Tony Hsieh, the CEO of Zappos, is partnering with Las Vegas to help transform the city’s downtown into more than just a hard-partying gambling hub. Hsieh and other investors have put up $350 million to start the Downtown Project with the goal of transforming downtown Vegas into “the most community-focused large city in the world,” creating “a vibrant, connected urban core.” The effort was already underway when Hsieh moved Zappos’ headquarters to nearby Henderson, Nevada, in 2004.  But after Las Vegas built a new environmentally friendly city hall and eased restrictions on small businesses, Hseih decided to buy the old city hall in 2010 and moved Zappos’ headquarters there. Now he hopes to encourage tech companies and startups in Vegas and make the city more family-friendly. Vegas will always be known for the things it does best—glitz and gambling—but it might also become known as a place for innovative new businesses and creative communities.

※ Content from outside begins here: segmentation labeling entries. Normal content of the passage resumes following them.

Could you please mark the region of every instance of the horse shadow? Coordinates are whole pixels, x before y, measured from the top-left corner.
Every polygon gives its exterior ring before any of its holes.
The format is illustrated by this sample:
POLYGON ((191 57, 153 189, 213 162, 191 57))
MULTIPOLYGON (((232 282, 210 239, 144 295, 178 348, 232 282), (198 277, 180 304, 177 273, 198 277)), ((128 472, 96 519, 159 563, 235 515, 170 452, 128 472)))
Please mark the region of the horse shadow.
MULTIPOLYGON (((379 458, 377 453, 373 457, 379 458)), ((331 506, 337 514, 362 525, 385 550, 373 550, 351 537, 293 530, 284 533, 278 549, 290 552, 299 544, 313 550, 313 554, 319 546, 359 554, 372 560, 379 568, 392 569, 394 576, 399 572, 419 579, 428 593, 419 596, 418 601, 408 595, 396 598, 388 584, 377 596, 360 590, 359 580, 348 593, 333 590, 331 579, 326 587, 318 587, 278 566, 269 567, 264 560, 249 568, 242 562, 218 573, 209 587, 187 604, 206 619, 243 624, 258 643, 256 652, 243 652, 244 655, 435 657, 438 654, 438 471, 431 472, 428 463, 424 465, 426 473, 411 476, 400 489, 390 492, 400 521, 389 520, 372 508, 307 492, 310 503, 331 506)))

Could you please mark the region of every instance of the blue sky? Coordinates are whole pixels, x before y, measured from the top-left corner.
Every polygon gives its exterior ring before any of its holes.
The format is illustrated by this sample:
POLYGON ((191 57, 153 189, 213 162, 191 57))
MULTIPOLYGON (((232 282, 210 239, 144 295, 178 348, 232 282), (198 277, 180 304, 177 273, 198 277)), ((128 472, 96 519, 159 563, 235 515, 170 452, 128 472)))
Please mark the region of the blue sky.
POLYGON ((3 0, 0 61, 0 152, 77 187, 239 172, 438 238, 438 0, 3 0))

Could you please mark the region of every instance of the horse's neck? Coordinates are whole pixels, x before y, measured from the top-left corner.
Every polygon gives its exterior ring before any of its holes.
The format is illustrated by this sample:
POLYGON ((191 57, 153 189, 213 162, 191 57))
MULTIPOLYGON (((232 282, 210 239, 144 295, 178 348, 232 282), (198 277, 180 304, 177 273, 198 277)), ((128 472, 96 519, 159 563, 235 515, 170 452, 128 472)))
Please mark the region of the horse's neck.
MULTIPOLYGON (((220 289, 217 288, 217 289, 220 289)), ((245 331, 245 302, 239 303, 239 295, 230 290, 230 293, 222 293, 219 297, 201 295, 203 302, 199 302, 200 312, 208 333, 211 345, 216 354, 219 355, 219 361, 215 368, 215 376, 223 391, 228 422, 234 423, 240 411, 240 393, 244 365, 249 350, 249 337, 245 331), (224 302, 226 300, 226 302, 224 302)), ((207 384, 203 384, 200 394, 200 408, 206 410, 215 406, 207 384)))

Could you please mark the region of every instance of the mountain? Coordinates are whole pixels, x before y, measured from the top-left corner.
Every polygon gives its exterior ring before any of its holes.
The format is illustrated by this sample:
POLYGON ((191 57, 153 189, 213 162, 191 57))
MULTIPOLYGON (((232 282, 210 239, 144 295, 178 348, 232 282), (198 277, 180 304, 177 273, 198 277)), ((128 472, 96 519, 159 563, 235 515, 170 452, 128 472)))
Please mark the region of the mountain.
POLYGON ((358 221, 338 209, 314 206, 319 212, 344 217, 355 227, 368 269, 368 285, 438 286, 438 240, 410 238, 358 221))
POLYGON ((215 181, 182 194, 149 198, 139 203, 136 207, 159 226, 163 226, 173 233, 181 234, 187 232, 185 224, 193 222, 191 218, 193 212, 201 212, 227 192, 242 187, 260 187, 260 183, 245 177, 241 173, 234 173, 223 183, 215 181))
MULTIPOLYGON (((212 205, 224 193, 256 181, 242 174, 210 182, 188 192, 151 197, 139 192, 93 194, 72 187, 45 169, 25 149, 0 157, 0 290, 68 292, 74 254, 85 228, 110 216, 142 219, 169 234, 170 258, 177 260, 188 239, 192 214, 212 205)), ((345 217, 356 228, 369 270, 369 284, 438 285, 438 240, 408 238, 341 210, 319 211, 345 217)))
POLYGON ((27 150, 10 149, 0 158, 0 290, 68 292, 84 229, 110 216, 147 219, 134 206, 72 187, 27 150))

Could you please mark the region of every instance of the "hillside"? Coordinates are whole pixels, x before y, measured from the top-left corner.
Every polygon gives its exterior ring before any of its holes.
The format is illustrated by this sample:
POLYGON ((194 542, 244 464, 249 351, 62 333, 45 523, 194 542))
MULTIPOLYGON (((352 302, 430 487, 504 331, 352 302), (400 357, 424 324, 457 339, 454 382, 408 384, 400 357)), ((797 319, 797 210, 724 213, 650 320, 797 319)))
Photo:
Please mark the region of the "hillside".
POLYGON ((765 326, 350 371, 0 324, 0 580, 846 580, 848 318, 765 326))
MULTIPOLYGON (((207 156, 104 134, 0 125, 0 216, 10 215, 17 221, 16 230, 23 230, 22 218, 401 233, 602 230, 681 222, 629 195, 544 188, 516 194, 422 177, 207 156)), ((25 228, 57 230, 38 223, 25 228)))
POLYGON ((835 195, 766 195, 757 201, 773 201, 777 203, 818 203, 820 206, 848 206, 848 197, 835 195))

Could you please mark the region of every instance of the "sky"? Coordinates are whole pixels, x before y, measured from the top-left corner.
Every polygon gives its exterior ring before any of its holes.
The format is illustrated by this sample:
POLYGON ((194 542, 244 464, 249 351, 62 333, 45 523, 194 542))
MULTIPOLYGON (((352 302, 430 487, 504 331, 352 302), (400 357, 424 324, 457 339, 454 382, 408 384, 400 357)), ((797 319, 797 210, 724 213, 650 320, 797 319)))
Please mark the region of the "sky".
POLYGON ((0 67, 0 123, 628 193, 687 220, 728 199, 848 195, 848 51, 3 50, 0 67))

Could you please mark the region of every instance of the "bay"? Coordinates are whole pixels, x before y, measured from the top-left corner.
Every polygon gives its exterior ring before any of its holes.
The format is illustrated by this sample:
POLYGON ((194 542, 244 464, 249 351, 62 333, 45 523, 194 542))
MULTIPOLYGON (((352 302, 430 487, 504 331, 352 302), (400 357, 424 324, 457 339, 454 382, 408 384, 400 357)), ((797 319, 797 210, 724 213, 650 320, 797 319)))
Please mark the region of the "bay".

Teenage Scientist Invents Nuclear Devices for a Safer World

Are you ready to feel a bit…under-accomplished? Nevada 19-year-old Taylor Wilson aspires to develop clean nuclear fusion energy, and few who’ve met him doubt that he can do it. Wilson built his own nuclear reactor at age 14 in his parents’ garage, teaching himself the process by studying information on the Internet and learning from professors at Reno’s Davidson Academy, a public school for gifted students. Wilson is the youngest person to ever build a reactor, and since completing that project he’s built a series of inventions involving nuclear energy, including a method for making less expensive medical isotopes for cancer screening and a device that can detect weapons-grade plutonium at shipping ports, a feat that won him first prize at the Intel Science Fair. He’s currently working on designs for safer, smaller power plants that would not have meltdowns and other accidents. He’s skipping college to have more time to work on his inventions.